The best thing about libraries, besides free access to books, movies, computers, and awesome programs, is the variety of people that one will meet. People of all walks of life are at the library every day. From the very young, to the teens, to the young adults and young families, to the oldest and wisest of us all, everyone can be found at the library.
And why not? The library has so much to offer.
Everyone who comes to the library should be provided with equal opportunities to utilize the library, and while libraries work hard to provide a large variety of programming, for the largest variety of people, it can be hard to reach everyone.
People with special needs deserve the same opportunities as anyone else who enters the library, as well as having access to the same amenities.
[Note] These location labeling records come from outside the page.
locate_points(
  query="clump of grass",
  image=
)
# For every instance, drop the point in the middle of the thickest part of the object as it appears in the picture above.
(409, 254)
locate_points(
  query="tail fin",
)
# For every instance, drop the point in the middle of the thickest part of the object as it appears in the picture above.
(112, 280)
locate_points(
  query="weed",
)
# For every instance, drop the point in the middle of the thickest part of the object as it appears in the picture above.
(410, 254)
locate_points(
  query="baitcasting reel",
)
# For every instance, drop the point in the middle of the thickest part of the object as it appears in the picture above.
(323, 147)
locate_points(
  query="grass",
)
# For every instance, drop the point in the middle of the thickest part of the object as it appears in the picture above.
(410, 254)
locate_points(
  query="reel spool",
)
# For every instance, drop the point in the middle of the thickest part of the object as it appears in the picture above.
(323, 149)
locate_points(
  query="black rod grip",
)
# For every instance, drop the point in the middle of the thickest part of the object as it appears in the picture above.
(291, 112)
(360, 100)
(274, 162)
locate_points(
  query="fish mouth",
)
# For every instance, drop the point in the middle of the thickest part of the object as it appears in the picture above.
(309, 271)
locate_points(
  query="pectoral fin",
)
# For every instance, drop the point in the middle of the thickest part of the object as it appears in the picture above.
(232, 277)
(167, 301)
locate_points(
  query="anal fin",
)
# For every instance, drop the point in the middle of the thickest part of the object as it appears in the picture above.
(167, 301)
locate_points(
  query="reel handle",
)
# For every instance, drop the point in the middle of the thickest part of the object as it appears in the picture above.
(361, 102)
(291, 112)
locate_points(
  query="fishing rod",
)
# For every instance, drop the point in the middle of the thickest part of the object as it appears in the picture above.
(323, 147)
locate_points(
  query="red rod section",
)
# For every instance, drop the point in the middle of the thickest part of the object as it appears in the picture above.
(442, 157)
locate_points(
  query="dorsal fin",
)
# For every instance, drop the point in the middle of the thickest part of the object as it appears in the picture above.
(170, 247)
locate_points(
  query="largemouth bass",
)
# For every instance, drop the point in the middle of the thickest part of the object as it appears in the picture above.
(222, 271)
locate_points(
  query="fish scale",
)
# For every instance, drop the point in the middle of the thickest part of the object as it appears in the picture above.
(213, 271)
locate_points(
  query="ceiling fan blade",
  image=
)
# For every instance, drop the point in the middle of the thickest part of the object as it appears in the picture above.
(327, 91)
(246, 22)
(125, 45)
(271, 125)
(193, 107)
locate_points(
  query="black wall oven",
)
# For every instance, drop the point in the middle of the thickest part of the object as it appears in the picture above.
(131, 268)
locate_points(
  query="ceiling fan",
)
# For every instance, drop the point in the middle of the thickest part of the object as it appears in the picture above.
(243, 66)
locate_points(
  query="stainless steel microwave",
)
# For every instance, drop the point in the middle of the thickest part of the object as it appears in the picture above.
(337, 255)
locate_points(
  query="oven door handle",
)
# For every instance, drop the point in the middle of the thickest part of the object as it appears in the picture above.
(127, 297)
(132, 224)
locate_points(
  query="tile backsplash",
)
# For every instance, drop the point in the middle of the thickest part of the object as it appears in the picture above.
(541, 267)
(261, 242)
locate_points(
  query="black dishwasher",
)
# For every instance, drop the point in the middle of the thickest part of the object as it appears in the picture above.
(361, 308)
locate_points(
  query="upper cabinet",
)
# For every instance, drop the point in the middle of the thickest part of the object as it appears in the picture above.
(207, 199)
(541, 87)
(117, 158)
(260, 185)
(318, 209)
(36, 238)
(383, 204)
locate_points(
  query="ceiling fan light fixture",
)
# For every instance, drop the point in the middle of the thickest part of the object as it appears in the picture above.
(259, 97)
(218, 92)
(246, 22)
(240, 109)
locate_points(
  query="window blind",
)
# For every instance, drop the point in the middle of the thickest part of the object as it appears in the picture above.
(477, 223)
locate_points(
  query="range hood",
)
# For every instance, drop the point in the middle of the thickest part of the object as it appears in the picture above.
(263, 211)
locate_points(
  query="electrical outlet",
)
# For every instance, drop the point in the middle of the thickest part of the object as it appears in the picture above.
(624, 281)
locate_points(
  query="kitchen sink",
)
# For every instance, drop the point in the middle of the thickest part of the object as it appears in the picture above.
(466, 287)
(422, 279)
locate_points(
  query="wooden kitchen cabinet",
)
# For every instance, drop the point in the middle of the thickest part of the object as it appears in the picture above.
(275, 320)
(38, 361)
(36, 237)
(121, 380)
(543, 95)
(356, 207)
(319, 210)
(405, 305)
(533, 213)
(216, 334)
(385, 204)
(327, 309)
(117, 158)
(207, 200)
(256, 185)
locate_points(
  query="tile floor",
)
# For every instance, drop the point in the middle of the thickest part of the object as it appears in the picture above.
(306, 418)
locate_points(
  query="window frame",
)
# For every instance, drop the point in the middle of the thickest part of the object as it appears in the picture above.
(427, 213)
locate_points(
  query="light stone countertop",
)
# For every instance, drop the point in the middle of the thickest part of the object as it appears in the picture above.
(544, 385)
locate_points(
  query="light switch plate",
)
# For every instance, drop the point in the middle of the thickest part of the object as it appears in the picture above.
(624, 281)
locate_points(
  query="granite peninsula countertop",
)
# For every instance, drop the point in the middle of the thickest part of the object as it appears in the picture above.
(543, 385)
According to the National Organization on Disability, more than 54 million men, women, and children have a physical, sensory, or intellectual disability.
Groups and caretakers for people with special needs are always seeking new activities, where the participants are engaged, educated, entertained, and treated with respect. Libraries are stepping up to the plate and fulfilling this niche. More and more libraries have been striving to provide quality programs for this specific population.
The Harris County Public Libraries have several libraries in their system that are providing programming for people with special needs, including story times and sensory nights for children and families. The North Channel Library is providing a twice a month story time for adults with special needs. These programs include music, books, movement, and crafts.
Families with children who have special needs never need fear bringing their children to the library. The library is a place for all, but if you have concerns or questions about bringing your child, contact your local library. If you are a center for people with special needs, contact your library and ask if they do or would be willing to provide a program or activity. Librarians at HCPL are always searching for new ideas of programs that are of interest to their community, so don’t be afraid to speak to them about ideas for a special needs program.